Muharram adalah bulan pertama dalam kalender Hijriah dan termasuk salah satu dari empat bulan haram. Empat bulan haram ini adalah Dzulkaidah, Dzulhijjah, Muharram, dan Rajab. Keempat bulan ini disebut “haram” karena pada masa lalu, pertempuran dan pertumpahan darah sangat diharamkan di dalamnya untuk menghormati kesuciannya. Rasulullah SAW bersabda mengenai hal ini:
“Sesungguhnya zaman telah berputar sebagaimana keadaannya pada hari Allah menciptakan langit dan bumi, dalam setahun ada dua belas bulan, darinya ada empat bulan haram, tiga di antaranya adalah Dzulkaidah, Dzulhijjah dan Muharram, sedangkan Rajab adalah bulan Mudhar yang di antaranya terdapat Jumadil Akhir dan Sya’ban.” (HR Bukhari dan Muslim)
Menurut penjelasan para ulama, penamaan bulan Muharram (yang berasal dari kata haram) bertujuan untuk mengukuhkan dan mengingatkan kembali umat Islam tentang statusnya yang suci dan dihormati. Berada di awal tahun, bulan ini menjadi penanda dimulainya lembaran baru yang diharapkan bisa diisi dengan ketaatan dan amalan saleh. Memahami keutamaan ini seharusnya memotivasi setiap muslim untuk memanfaatkan waktu luang di hari libur 1 Muharram dengan sebaik-baiknya.

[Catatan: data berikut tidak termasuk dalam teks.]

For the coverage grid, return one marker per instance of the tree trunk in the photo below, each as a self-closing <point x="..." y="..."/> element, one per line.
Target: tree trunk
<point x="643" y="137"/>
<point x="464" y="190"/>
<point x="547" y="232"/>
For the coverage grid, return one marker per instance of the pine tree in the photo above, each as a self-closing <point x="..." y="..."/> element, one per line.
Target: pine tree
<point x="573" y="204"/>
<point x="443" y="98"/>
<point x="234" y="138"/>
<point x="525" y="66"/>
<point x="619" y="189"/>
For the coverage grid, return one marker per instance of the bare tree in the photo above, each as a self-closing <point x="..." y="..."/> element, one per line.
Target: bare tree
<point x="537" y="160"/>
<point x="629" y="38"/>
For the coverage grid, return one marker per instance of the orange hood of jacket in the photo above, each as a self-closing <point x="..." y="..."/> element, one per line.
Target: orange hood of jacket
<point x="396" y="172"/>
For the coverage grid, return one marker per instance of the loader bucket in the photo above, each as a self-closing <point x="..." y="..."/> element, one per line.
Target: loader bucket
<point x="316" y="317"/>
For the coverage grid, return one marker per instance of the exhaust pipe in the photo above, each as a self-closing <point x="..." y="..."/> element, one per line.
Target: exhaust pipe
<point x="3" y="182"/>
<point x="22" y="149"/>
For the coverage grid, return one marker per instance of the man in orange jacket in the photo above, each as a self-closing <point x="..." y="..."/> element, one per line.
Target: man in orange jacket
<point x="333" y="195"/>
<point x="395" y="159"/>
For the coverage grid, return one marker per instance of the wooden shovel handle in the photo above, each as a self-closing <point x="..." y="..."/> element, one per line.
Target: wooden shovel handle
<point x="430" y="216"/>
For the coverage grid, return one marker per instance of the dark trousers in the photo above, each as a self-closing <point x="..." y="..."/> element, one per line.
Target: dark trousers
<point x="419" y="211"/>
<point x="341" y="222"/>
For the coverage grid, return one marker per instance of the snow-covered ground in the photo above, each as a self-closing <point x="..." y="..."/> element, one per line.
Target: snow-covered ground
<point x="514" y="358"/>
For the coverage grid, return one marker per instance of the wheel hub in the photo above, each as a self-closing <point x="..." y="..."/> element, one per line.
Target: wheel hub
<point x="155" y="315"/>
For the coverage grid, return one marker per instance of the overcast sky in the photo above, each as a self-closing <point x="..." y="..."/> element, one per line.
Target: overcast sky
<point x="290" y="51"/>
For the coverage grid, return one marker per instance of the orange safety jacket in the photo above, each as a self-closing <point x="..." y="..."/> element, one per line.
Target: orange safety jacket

Amalan Awal Tahun Hijriah¶
Memanfaatkan momentum libur 1 Muharram 1447 H yang jatuh pada Jumat, 27 Juni 2025, ada beberapa amalan yang dianjurkan dalam Islam. Amalan-amalan ini merupakan kesempatan untuk meraih keberkahan di awal tahun baru Hijriah. Meskipun tidak semua amalan memiliki dalil yang sama kuatnya dari Nabi SAW secara langsung, beberapa di antaranya didasarkan pada praktik para sahabat atau anjuran umum untuk memperbanyak kebaikan di bulan-bulan mulia seperti Muharram.
Mari kita intip beberapa amalan yang bisa dikerjakan di awal tahun baru Hijriah, khususnya pada tanggal 1 Muharram:
1. Membaca Doa Awal Tahun¶
Salah satu amalan yang populer dilakukan umat Islam di malam atau hari pertama tahun baru Hijriah adalah membaca doa awal tahun. Doa ini biasanya dibaca setelah waktu Maghrib pada malam 1 Muharram, menandai pergantian hari dalam kalender Hijriah. Meskipun ada perbedaan pendapat di kalangan ulama mengenai sumber doa ini, banyak yang mengambilnya dari kitab-kitab klasik yang disusun oleh ulama terdahulu.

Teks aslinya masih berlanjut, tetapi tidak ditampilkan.